This topic describes how to prepare for Spark development.

Install E-MapReduce SDK

You can install E-MapReduce SDK using either of the following methods:
  • Method 1: Directly use the JAR package in Eclipse. Follow these steps:
    1. Download the dependencies required by E-MapReduce from the Maven repository.

    2. Copy the required JAR files to your project directory. (Choose SDK version 2.10 or 2.11 based on the Spark version you use in the cluster in which your jobs run. Version 2.10 is recommended for Spark1.x, and 2.11 for Spark2.x.)

    3. Right-click the project name in Eclipse, and then choose Properties > Java Build Path > Add JARs.

    4. Select the downloaded SDK.

    5. After you have completed the preceding steps, you can read and write data in OSS, Log Service, MNS, ONS, Table Store, and MaxCompute.

  • Method 2: Edit the Maven project to add the dependencies as follows:
    <! -- Support for OSS data sources -->
        <dependency>
            <groupId>com.aliyun.emr</groupId>
            <artifactId>emr-core</artifactId>
            <version>1.4.1</version>
        </dependency>
        <! -- Support for Table Store data sources -->
        <dependency>
            <groupId>com.aliyun.emr</groupId>
            <artifactId>emr-tablestore</artifactId>
            <version>1.4.1</version>
        </dependency>
        <! -- Support for Message Service (MNS), Open Notification Service (ONS), Log Service, MaxCompute data sources (Spark 1.x environment) -->
        <dependency>
            <groupId>com.aliyun.emr</groupId>
            <artifactId>emr-mns_2.10</artifactId>
            <version>1.4.1</version>
        </dependency>
        <dependency>
            <groupId>com.aliyun.emr</groupId>
            <artifactId>emr-logservice_2.10</artifactId>
            <version>1.4.1</version>
        </dependency>
        <dependency>
            <groupId>com.aliyun.emr</groupId>
            <artifactId>emr-maxcompute_2.10</artifactId>
            <version>1.4.1</version>
        </dependency>
        <dependency>
            <groupId>com.aliyun.emr</groupId>
            <artifactId>emr-ons_2.10</artifactId>
            <version>1.4.1</version>
        </dependency>
        <! -- Support for MNS, ONS, Log Service, MaxCompute data sources (spark 2.x environment) -->
        <dependency>
            <groupId>com.aliyun.emr</groupId>
            <artifactId>emr-mns_2.11</artifactId>
            <version>1.4.1</version>
        </dependency>
        <dependency>
            <groupId>com.aliyun.emr</groupId>
            <artifactId>emr-logservice_2.11</artifactId>
            <version>1.4.1</version>
        </dependency>
        <dependency>
            <groupId>com.aliyun.emr</groupId>
            <artifactId>emr-maxcompute_2.11</artifactId>
            <version>1.4.1</version>
        </dependency>
        <dependency>
            <groupId>com.aliyun.emr</groupId>
            <artifactId>emr-ons_2.11</artifactId>
            <version>1.4.1</version>
        </dependency>

Debug Spark code locally

The spark.hadoop.mapreduce.job.run-local property is for scenarios where you need to debug for Spark reading and writing OSS. Use the default settings in other scenarios.

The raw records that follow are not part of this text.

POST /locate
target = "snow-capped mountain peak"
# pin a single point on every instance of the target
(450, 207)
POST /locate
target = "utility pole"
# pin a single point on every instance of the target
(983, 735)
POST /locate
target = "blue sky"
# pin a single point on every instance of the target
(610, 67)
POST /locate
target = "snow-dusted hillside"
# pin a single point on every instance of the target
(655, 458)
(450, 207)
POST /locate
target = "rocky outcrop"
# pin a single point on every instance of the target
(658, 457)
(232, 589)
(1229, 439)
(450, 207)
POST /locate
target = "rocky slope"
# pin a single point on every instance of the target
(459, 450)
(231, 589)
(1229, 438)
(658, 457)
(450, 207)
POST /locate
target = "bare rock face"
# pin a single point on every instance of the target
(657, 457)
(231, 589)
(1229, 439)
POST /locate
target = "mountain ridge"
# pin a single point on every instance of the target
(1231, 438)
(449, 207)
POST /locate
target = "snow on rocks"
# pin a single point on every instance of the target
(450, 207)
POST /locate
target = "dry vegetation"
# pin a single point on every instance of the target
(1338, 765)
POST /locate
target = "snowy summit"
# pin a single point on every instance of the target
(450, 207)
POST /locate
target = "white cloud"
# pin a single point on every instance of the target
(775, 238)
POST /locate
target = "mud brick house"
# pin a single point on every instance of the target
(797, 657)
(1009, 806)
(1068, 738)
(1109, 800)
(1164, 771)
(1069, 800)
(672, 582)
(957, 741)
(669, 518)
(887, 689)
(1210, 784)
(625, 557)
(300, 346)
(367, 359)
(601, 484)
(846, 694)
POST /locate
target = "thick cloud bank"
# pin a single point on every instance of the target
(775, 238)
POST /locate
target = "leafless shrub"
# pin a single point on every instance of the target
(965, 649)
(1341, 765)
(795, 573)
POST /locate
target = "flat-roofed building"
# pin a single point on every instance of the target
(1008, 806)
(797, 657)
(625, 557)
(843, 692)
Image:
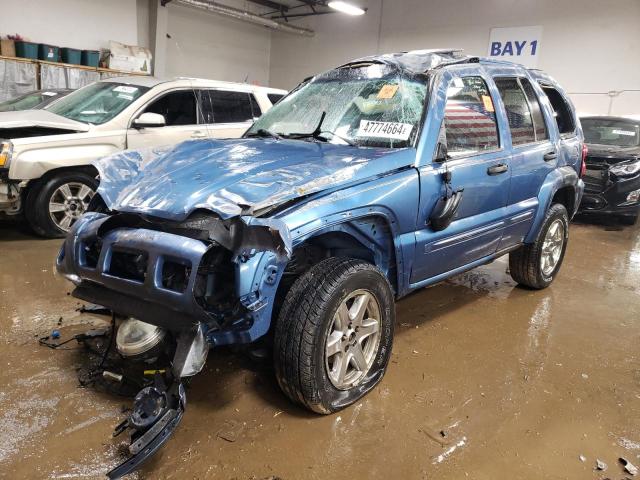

If you need to debug for Spark reading and writing OSS, configure the SparkConf object by setting spark.hadoop.mapreduce.job.run-local to true. See the following example code:
val conf = new SparkConf().setAppName(getAppName).setMaster("local[4]")
   conf.set("spark.hadoop.fs.oss.impl", "com.aliyun.fs.oss.nat.NativeOssFileSystem")
   conf.set("spark.hadoop.mapreduce.job.run-local", "true")
   val sc = new SparkContext(conf) 
   val data = sc.textFile("oss://...")
   println(s"count: ${data.count()}")

Third-party dependency description

To allow E-MapReduce to access Alibaba Cloud data sources (such as OSS and MaxCompute), you need to install the required third-party dependencies.

See the pom file to add or delete required third-party dependencies.

Clean up data

When a Spark job fails, the data generated is not deleted automatically. If a job fails, check the OSS output directory to see if any file exists. You must also check OSS fragment management for any fragments that have not been submitted. Remove fragments that are found.

Use PySpark

If you use Python to create a Spark job, see the instructions on configuring the environment.